Paul Henry <[email protected]> wrote:
> Hello!
>
> When using unicorn unicorn v4.8.2, we're seeing a high number of TCP
> retransmits at a high connection rate.
>
> Smartos version: 20131218T184706Z
>
> Rackup file used:
>
> > cat server.ru
> run -> (env) { [200, {"Content-Type" => "text/plain"},
> [Time.now.iso8601(6)]] }
>
> To start unicorn:
> > bundle exec unicorn -l 9292 server.ru
>
> To benchmark unicorn:
> >> Benchmark.measure { 1000.times { time=Benchmark.measure {
> >> open("http://<ip>:9292/api/v1/settings/time",
> "Host" => "api.wanelo.com")}.real; p (time*1000).round(2) if time > 0.05 } }
Thanks for including a small example to reproduce the problem on your
end. Is that open call is from "open-uri" in the stdlib?

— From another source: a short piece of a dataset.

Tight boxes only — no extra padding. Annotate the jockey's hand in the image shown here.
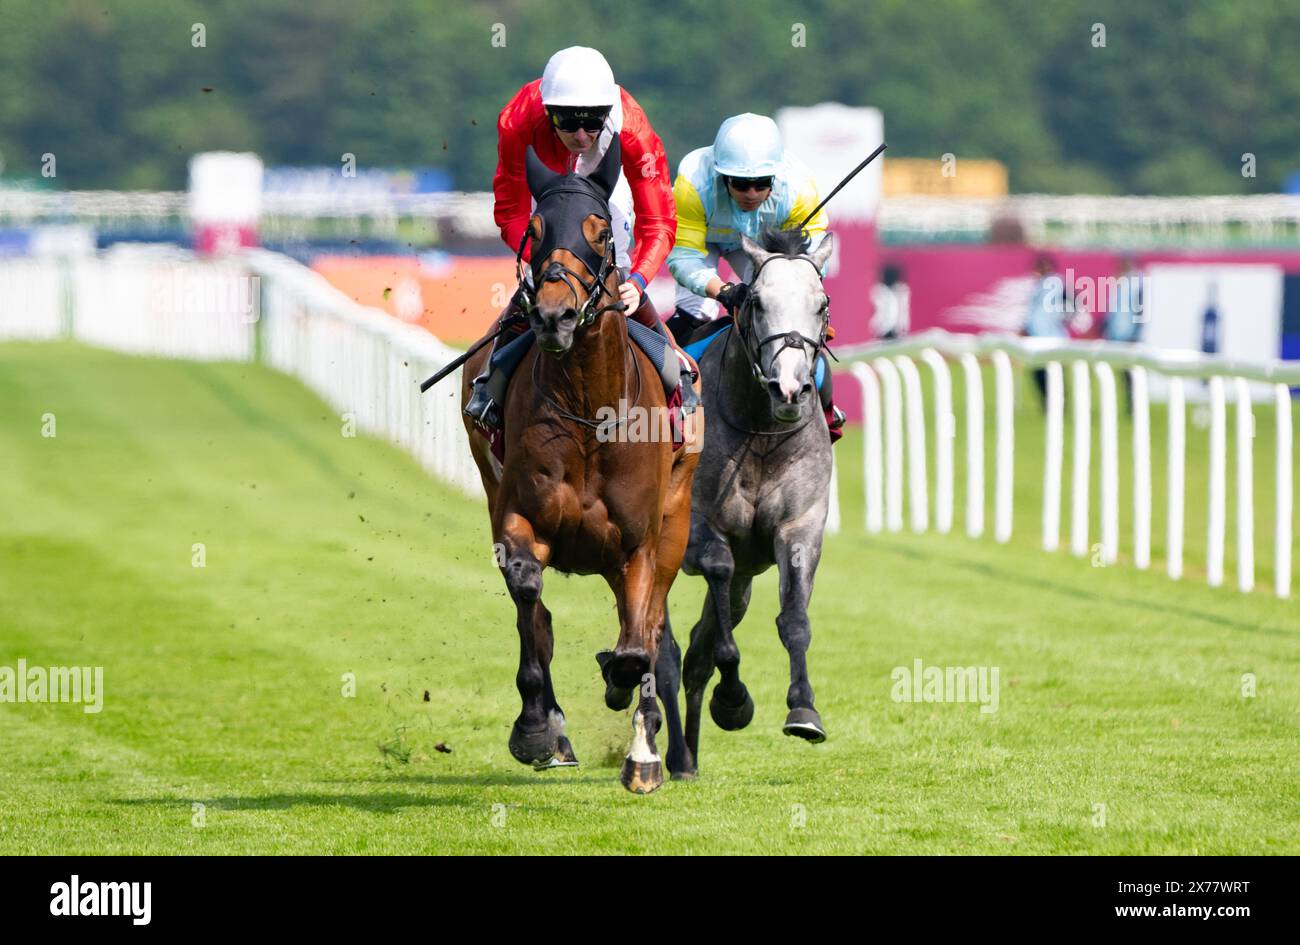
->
[618,281,642,313]
[717,282,750,315]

(does it attempt persistent connections?)
> After the total number of connections on the system goes above 8,000
> (16,000 is the average number of connections), we start seeing delays of
> around 1.1 seconds.
I was not able to reproduce the issue with two Linux machines over
my (pretty bad) 100Mbps LAN.
I used the script at the bottom to create a lot of client connections
from my client machine to the machine running unicorn (but this is not
connecting to unicorn, but a scalable server (e.g. nginx) with infinite
persistence).
> We don't see the issue over the local loopback interface, only over the
> net. When using Webrick, we also don't see this issue.
What's strange is the issue does not manifest under Webrick for you.
Which version of Ruby is that Webrick from?
strace-ing "rackup -s webrick server.ru" reveals several differences:
1) webrick uses a listen backlog of only 128 (unicorn uses 1024)
2) webrick does not disable Nagle's algorithm.
3) webrick does not set SO_KEEPALIVE (not really needed for unicorn)
So perhaps you can try config like the following to more closely match
what webrick does:
listen 9292, backlog: 128, tcp_nodelay: false
On the other hand, maybe webrick is too slow.
> Our tcp initial retransmit interval is 1 second. When the interval is
> reduced, the occasional latency goes down. We also see the retransmits in
> netstat, about 1 - 2 every second.
>
> Anything that we should look at next?
Try the above config to minimize the differences between webrick
and unicorn.
If that fails, perhaps disabling SO_KEEPALIVE will work, but I'm
a bit lost as I'm not familiar with SmartOS quirks.
(you'll need to comment it out in lib/unicorn/socket_helper.rb)
Maybe try a little mock server like this, too (should be fastest :)
---------------------------- hello_world.rb ----------------
require 'socket'
s = TCPServer.new(host, port)
# start changing knobs here:
# s.setsockopt(:SOL_SOCKET, :SO_KEEPALIVE, 1)
# s.setsockopt(:IPPROTOL_TCP, :TCP_NODELAY, 1)
res = "HTTP/1.0 200 OK\r\nContent-Length: 12\r\n\r\nhello world\n"
junk = ""
loop do
c = s.accept
c.readpartial(1024, junk)
c.write(res)
c.close
end
----------------------------- many.rb --------------------------
# opens a lot of idle connections, be careful :)
require 'socket'
pids = []
host = '10.45.14.175'
port = 7500 # not unicorn
at_exit { pids.each { |pid| Process.kill(:TERM, pid) } }
24.times do
pid = fork do
keep = []
begin
s = TCPSocket.new(host, port)
# put something in the socket buffers
s.write("GET / HTTP/1.1\r\nHost: example.com\r\n\r\n")
keep << s
rescue => e
$stdout.syswrite("#$$ done (#{keep.size}): #{e.message}\n")
sleep
end while true
end
pids << pid
end
p Process.waitall
--
EW